Cotton’s support for Trump may be sincerely felt. Cotton may also be angling to be Trump’s running mate (he insists he’s not being vetted for the job), hedging his bets before his own presidential bid in 2020, or showing deference to his party’s base and his constituents in Arkansas, where Trump won the Republican primary. Whatever the motivations, Cotton’s rationale speaks to a liminal moment for the Republican view of America’s role in the world. The 39-year-old Cotton is offering one of several competing visions for the future of the party. On matters of international affairs, the GOP currently finds itself somewhere between George W. Bush and Donald Trump, between Iraq and a hard place.

To be fair, Cotton and Trump do agree on certain issues. They both oppose the nuclear deal with Iran. They both want to construct a fence along the U.S.-Mexico border and build up the U.S. military. But Cotton admitted that they also have fundamental disagreements.

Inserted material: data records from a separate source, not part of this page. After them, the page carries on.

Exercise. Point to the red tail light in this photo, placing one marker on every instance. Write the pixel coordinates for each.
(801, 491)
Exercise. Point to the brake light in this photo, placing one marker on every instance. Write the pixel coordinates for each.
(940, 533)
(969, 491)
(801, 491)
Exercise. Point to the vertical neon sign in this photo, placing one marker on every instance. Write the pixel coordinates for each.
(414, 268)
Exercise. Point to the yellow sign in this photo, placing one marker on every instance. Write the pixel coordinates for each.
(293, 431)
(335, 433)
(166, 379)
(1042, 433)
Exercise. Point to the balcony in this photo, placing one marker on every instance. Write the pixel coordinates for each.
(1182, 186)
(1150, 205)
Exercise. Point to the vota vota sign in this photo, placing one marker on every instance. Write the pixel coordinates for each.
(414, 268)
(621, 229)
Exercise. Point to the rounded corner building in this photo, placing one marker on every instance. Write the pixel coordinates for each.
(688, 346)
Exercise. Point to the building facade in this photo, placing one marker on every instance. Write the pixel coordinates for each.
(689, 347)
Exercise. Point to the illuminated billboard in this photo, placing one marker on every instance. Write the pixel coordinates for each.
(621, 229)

And he offered several explanations for why these differences haven’t stopped him from backing the candidate.

First, Cotton argued that Trump’s positions aren’t as radical as they may seem. Yes, he’s called for America’s European partners in NATO to spend more on defense, but so have many Republicans and Democrats, including Barack Obama. Trump hasn’t given up on NATO, either; just this past week, he suggested enlisting the military alliance in the fight against ISIS. Yes, Trump has threatened to withdraw U.S. troops from South Korea, but Jimmy Carter endorsed a similar idea in the late 1970s. Yes, Trump has made U.S. allies nervous, but so has Obama. Yes, Trump recently appeared stumped by a question about the “nuclear triad,” but “he is correct” that the U.S. needs to modernize all three of its systems for delivering nuclear weapons.  And yes, Trump has made provocative statements about Mexicans and Muslims, but they are “racially inflammatory,” not “racist.”

Second, Republicans in Congress can keep Trump in check. “If Donald Trump is elected president, I will support him when he is right and we’ll try to change [his] direction when he is wrong,” Cotton told Goldberg.

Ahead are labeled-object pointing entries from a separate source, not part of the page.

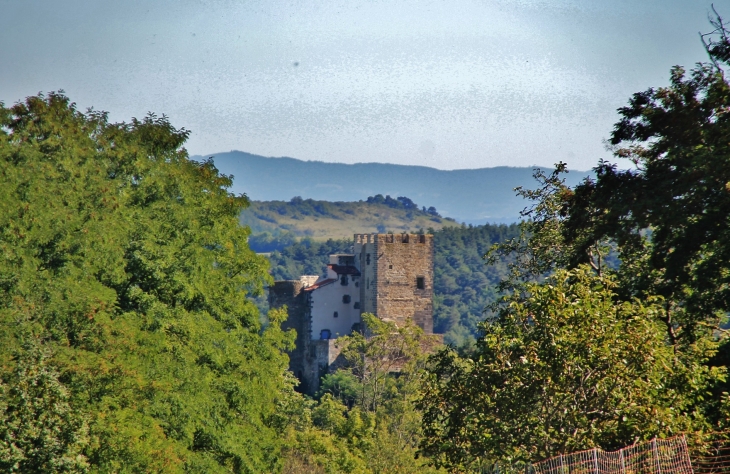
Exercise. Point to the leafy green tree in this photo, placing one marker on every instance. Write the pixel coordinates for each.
(667, 216)
(39, 431)
(561, 368)
(126, 262)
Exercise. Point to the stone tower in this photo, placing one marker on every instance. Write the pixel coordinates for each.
(397, 277)
(389, 275)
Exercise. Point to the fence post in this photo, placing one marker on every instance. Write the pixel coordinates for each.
(656, 456)
(623, 461)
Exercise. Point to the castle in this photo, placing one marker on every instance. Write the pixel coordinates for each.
(389, 275)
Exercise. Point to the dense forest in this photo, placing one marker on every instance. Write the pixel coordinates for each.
(130, 340)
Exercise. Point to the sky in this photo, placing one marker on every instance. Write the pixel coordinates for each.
(454, 84)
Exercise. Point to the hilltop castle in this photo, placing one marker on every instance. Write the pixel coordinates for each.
(389, 275)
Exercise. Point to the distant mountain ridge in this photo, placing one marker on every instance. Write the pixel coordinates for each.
(474, 196)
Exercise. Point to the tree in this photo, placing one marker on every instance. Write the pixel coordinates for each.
(668, 216)
(125, 261)
(39, 432)
(561, 368)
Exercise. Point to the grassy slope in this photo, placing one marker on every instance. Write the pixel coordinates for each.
(322, 220)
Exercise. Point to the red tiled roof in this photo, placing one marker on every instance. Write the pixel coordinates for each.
(320, 284)
(344, 270)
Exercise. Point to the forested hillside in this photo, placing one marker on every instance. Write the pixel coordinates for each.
(130, 340)
(470, 195)
(275, 223)
(463, 283)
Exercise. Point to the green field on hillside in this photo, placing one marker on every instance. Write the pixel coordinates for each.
(322, 220)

Third, foreign-policy knowledge and experience are overrated. Presidential candidates—especially before they officially become their party’s nominee and begin receiving intelligence briefings—don’t have access to the classified material that a U.S. senator does, Cotton said: “I am confident that once Donald Trump has some of the information I have—for instance, about Vladimir Putin—as a member of the Armed Services Committee and the Intelligence Committee, that he will be much less friendly toward Vladimir Putin.”

“What you’ve said is that the junior senator from Arkansas knows more about, for instance, Russia than the presumptive Republican nominee for president?” Goldberg asked.

“I know more about what’s happening in the world right now than Hillary Clinton does as well because she has not had access to classified information for four years,” Cotton responded.

“We’re not just talking about classified information,” Goldberg said. “We’re talking about analysis, about reasoning, about having experience with the world, about understanding history.”

“Hillary Clinton—you can say she has all the world-historical knowledge you want,” Cotton shot back. “That didn’t stop her from pressing the reset button with [Russian Foreign Minister] Sergey Lavrov. That didn’t stop her from advocating for what’s become a very disastrous intervention in Libya’s civil war.”

Which leads to a fourth explanation: Donald Trump is not Hillary Clinton. “I am confident that America’s national-security interest [is] more likely to be advanced with a President Trump and a Republican Congress than [with a] President Clinton,” Cotton said. He rejected Goldberg’s contention that in his bias toward U.S. action in foreign affairs, in his belief in American alliances and indispensability, he is closer ideologically to Clinton than Trump.

The United States has played a stabilizing role in the world for the past 70 years, Cotton argued at one point, “and we should be proud of that and we should try to continue that in the 21st century.”

Goldberg noted that Clinton once told him something strikingly similar.

Cotton conceded the point: “She gets something right every now and then.”